7.1 Lagrange Multipliers

Lagrange multipliers are a technique to find the stationary points of a function subject to constraints. They are the mathematical backbone behind SVMs.

7.1.1 Equality Constraints

Consider the problem \max f(x_1, x_2) \quad \text{subject to} \; g(x_1, x_2) = 0 At a constrained optimum, the gradients \nabla f(x) and \nabla g(x) must be parallel (otherwise we could move along the constraint surface and still improve f). So there exists a scalar \lambda, called Lagrange multiplier, such that \nabla f + \lambda \nabla g = 0. We capture this by defining the Lagrangian \mathcal{L}(x, \lambda) = f(x) + \lambda g(x) and solving \nabla \mathcal{L} = 0 with respect to both x and \lambda.

7.1.2 Inequality Constraints

Now consider maximizing f(x) subject to g(x) \geq 0. Two cases arise:

Inactive constraint (g(x^*) > 0): the optimum lies inside the feasible region, so the constraint doesn’t matter. We simply solve \nabla f = 0, and \lambda = 0.
Active constraint (g(x^*) = 0): the optimum sits on the boundary. Here \nabla f must point out of the feasible region (we can’t improve further), which means \nabla f and \nabla g are anti-parallel, so \lambda > 0.

Both cases are unified by the Karush-Kuhn-Tucker (KKT) conditions. We optimize \mathcal{L}(x, \lambda) = f(x) + \lambda g(x) subject to:

g(x) \ge 0, i.e. the original constraint holds
\lambda \ge 0, which combines \lambda = 0 (inactive) and \lambda > 0 (active)
\lambda \, g(x) = 0, known as complementary slackness: at least one of \lambda or g(x) must be zero

These conditions (plus \nabla_x \mathcal{L} = 0) let us find the solution without guessing whether the constraint is active or not.

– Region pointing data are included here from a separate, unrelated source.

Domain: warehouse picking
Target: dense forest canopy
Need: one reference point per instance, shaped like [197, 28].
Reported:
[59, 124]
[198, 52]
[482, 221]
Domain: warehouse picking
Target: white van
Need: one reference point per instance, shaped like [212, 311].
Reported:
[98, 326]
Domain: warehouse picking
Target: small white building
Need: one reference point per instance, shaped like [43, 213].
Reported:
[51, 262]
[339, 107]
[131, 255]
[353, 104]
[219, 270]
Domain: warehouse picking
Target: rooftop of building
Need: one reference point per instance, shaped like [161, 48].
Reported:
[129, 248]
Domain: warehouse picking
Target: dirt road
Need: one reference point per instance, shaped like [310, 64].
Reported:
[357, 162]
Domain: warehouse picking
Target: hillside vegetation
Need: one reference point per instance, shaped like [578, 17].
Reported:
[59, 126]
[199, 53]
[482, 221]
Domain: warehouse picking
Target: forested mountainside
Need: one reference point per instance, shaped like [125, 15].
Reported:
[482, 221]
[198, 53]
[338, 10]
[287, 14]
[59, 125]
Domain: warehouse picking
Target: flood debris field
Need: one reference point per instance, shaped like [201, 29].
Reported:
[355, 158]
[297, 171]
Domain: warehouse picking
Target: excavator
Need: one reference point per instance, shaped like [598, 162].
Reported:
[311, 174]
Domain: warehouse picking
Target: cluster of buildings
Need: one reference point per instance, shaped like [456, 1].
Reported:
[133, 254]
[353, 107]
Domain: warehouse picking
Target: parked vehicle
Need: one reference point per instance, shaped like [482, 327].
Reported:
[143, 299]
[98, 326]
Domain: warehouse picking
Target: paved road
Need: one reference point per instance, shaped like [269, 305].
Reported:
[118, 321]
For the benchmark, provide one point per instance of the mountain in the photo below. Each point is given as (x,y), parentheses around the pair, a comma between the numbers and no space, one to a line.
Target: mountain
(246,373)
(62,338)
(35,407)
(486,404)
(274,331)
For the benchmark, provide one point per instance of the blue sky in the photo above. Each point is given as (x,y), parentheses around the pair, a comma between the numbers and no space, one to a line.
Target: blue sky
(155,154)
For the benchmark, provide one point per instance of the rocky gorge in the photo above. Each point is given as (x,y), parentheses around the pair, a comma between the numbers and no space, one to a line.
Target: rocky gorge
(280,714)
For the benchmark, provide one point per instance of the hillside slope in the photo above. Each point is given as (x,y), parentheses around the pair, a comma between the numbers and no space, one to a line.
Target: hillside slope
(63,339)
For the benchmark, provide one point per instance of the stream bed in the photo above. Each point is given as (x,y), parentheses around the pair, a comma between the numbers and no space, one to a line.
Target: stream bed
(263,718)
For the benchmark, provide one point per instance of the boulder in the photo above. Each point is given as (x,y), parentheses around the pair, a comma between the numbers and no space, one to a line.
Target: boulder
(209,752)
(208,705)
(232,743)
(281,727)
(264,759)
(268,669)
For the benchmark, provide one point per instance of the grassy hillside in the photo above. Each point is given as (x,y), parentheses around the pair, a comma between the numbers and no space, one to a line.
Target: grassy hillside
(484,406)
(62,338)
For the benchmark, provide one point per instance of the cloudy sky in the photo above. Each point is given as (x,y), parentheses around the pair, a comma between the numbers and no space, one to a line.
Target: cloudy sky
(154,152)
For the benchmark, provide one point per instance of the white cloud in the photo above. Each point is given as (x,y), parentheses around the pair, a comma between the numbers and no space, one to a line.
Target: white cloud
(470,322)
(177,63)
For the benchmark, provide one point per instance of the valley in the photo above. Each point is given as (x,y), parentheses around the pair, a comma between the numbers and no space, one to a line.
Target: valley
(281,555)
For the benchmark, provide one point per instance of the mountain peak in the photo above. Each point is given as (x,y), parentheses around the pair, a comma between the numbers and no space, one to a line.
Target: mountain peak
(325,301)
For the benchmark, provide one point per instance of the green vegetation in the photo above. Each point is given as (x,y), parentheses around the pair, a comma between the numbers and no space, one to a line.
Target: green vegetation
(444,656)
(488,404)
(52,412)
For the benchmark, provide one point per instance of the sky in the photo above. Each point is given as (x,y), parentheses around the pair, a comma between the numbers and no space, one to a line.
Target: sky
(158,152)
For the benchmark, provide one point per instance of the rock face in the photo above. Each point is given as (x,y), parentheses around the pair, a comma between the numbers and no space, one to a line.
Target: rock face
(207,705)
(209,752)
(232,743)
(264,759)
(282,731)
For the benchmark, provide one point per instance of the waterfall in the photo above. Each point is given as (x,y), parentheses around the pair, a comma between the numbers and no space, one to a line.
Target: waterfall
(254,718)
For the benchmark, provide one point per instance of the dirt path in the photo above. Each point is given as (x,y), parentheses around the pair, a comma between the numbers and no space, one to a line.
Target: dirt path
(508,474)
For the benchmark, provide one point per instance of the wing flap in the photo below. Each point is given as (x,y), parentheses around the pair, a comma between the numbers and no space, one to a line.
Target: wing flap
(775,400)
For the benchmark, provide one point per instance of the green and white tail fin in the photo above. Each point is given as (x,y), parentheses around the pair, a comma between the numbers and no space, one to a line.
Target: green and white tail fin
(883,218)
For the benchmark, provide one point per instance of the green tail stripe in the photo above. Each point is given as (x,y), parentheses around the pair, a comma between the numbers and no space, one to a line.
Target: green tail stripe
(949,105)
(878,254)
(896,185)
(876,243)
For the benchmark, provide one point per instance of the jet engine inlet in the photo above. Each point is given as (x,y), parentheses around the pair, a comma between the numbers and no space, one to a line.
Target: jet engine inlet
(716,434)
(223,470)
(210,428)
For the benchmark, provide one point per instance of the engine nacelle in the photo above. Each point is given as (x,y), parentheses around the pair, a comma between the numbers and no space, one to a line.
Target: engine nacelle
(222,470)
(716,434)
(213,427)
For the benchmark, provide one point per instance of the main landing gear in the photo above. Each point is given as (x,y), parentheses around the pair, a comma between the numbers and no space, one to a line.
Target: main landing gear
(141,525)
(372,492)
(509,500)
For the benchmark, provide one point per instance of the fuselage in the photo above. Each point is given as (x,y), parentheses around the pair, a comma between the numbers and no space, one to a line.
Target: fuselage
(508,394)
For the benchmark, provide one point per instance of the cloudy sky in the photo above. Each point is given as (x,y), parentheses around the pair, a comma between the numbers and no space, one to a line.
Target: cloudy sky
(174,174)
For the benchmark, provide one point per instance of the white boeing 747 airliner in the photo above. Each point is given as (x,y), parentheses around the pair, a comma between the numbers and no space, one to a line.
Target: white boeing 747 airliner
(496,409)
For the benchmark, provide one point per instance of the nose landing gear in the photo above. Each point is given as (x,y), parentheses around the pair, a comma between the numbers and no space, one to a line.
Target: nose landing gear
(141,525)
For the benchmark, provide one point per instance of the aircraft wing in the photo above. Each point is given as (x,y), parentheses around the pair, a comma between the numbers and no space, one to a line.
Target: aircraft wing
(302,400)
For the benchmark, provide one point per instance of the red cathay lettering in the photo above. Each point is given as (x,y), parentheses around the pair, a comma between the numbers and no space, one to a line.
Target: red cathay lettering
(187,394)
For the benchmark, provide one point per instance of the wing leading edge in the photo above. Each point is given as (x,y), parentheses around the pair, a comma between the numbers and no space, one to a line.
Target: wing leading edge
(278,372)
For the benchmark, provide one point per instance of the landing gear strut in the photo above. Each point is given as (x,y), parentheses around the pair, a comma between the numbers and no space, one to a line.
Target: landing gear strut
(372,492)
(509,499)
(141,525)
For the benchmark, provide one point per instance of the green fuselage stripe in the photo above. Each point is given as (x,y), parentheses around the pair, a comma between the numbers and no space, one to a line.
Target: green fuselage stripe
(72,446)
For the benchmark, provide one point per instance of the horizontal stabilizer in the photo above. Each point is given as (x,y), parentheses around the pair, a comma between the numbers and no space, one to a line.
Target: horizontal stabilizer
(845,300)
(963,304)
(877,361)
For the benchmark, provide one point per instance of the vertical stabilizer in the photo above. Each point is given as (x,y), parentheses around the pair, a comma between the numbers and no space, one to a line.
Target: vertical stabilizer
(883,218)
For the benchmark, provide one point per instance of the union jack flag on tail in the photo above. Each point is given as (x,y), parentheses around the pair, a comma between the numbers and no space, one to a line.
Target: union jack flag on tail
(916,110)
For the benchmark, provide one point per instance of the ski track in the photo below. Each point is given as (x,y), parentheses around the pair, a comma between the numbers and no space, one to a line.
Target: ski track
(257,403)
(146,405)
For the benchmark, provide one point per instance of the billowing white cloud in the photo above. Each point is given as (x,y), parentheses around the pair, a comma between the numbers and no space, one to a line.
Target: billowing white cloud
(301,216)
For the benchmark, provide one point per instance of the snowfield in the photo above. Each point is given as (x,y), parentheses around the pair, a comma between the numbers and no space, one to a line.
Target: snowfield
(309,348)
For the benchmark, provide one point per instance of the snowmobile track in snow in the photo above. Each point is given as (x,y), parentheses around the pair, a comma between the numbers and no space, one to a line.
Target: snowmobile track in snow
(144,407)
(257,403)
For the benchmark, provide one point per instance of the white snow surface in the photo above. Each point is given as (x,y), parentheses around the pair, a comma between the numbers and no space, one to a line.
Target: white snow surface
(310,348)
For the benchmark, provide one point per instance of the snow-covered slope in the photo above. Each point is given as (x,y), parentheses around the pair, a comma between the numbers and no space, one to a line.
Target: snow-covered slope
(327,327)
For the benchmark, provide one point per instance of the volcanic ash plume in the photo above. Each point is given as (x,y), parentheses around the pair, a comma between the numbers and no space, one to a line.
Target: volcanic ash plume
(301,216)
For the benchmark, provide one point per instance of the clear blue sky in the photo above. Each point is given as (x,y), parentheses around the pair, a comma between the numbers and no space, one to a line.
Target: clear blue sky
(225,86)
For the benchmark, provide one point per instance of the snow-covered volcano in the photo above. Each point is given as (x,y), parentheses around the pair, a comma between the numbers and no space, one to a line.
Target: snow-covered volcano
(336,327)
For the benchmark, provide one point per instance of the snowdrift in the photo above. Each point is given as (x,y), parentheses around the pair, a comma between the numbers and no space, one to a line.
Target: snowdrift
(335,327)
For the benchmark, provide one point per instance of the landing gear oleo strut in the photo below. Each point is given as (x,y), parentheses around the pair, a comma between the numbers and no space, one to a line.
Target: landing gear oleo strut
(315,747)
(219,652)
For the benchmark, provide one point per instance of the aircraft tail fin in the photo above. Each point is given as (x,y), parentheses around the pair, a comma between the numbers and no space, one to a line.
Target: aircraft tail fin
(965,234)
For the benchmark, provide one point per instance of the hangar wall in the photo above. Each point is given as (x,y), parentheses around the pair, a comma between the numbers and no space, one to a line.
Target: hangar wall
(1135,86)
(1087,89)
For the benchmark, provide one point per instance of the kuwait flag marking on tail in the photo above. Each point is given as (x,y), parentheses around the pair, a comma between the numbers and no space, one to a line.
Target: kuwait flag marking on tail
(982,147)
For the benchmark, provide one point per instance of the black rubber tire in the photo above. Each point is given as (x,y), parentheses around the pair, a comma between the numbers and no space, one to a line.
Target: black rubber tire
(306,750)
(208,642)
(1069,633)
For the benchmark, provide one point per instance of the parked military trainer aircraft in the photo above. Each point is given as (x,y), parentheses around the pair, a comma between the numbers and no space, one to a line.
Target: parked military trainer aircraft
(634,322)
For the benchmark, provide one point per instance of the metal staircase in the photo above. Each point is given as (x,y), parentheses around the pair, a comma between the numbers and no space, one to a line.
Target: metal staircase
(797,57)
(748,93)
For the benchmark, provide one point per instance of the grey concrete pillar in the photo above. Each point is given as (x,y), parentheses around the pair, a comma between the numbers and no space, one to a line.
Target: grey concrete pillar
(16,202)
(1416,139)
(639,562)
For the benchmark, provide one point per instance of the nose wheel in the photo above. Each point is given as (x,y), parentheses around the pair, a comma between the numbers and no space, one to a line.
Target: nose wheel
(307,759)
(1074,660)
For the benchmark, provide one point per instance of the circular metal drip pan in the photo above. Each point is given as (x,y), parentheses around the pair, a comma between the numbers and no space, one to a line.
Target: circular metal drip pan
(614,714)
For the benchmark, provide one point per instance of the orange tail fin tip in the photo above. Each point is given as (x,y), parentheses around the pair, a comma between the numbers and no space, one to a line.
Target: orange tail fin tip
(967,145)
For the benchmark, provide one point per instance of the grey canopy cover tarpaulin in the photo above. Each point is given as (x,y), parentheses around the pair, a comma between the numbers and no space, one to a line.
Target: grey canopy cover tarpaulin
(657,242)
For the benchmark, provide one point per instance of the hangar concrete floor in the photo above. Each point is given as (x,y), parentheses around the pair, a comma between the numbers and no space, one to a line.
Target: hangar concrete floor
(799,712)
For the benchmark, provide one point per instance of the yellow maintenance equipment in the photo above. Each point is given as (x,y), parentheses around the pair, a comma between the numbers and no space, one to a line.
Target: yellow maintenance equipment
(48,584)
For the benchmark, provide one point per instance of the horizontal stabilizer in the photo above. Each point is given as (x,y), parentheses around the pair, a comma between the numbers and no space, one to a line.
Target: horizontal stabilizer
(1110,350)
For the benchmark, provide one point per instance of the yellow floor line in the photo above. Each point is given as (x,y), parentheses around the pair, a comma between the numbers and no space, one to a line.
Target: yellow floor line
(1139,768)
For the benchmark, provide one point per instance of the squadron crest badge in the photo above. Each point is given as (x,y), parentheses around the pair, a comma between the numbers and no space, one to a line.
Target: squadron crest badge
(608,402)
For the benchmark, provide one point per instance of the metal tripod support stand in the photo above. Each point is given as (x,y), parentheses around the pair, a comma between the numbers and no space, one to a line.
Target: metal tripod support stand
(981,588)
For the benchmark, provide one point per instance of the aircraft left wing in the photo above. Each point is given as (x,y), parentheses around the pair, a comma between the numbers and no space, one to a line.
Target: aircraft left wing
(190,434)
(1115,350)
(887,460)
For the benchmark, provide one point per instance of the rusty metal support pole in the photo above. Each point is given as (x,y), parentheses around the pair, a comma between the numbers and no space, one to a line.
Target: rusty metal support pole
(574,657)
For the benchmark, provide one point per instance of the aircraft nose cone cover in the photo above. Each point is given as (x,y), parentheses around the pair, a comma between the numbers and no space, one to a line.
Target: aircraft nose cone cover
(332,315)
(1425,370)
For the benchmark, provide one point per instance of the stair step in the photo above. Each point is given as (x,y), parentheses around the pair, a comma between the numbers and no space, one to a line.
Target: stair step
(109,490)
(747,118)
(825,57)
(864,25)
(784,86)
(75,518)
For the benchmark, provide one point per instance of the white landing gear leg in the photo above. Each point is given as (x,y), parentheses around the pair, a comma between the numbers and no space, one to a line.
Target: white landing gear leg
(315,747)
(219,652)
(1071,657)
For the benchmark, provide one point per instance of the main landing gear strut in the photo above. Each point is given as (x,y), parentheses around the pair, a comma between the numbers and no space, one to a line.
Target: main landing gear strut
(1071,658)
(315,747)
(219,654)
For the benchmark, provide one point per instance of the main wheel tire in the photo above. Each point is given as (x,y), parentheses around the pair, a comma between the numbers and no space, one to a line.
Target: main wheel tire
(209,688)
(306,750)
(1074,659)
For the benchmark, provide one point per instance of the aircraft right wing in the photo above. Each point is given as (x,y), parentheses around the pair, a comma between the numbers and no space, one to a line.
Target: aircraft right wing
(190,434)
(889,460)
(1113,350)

Note: For minimization with g(x) \ge 0, we minimize \mathcal{L}(x, \lambda) = f(x) - \lambda g(x) instead. For multiple constraints g_j(x) = 0 and h_k(x) \ge 0, we introduce one multiplier per constraint: \mathcal{L} = f(x) + \sum_j \lambda_j g_j(x) + \sum_k \mu_k h_k(x) with KKT conditions \mu_k \ge 0 and \mu_k h_k(x) = 0 for each inequality constraint.

7.2 Support Vector Machines

7.2.1 Hard Margin SVM

Consider a two-class classification problem with a linear model y(x) = w^T \phi(x) + b, where \phi(x) maps inputs to a feature space. We classify new points by \text{sign}(y(x)), with targets t_n \in \{-1, +1\}.

If the data is linearly separable, there are infinitely many hyperplanes that separate the classes. Which one should we pick? The one that gives the largest margin, meaning the largest gap between the decision boundary and the nearest data points. Intuitively, a wider margin means more confidence and better generalization.

The perpendicular distance of a correctly classified point x_n to the decision boundary is \frac{t_n(w^T\phi(x_n) + b)}{||w||} We want to maximize the distance to the closest point. By rescaling w and b, we can always set t_n(w^T\phi(x_n) + b) = 1 for the closest points. Then all points satisfy t_n(w^T\phi(x_n) + b) \ge 1, and the margin becomes \frac{2}{||w||}. Maximizing this is equivalent to:

\min_{w,b} \; \frac{1}{2} ||w||^2 \quad \text{subject to} \quad t_n(w^T\phi(x_n) + b) \ge 1, \;\; \forall \, n

This is the hard margin SVM: no training errors are allowed. We can express this as minimizing \sum_{n=1}^N E_{\infty}(t_n y(x_n) - 1) + \frac{1}{2} ||w||^2 where E_{\infty} is a loss that returns 0 when its argument is non-negative (the point satisfies the margin) and \infty when it is negative (the point violates the margin). In other words, any single violation makes the total cost infinite, so the optimizer is forced to classify every point correctly.

7.2.2 The Dual Problem

Introducing Lagrange multipliers a_n \ge 0 (one per constraint) and applying the KKT conditions, we can reformulate the problem into its dual form:

\max_a \; \sum_{n=1}^{N} a_n - \frac{1}{2} \sum_{n,m} a_n a_m t_n t_m k(x_n, x_m) \quad \text{s.t.} \quad a_n \ge 0, \;\; \sum_n a_n t_n = 0

where k(x_n, x_m) = \phi(x_n)^T \phi(x_m) is the kernel function. This is a quadratic programming problem.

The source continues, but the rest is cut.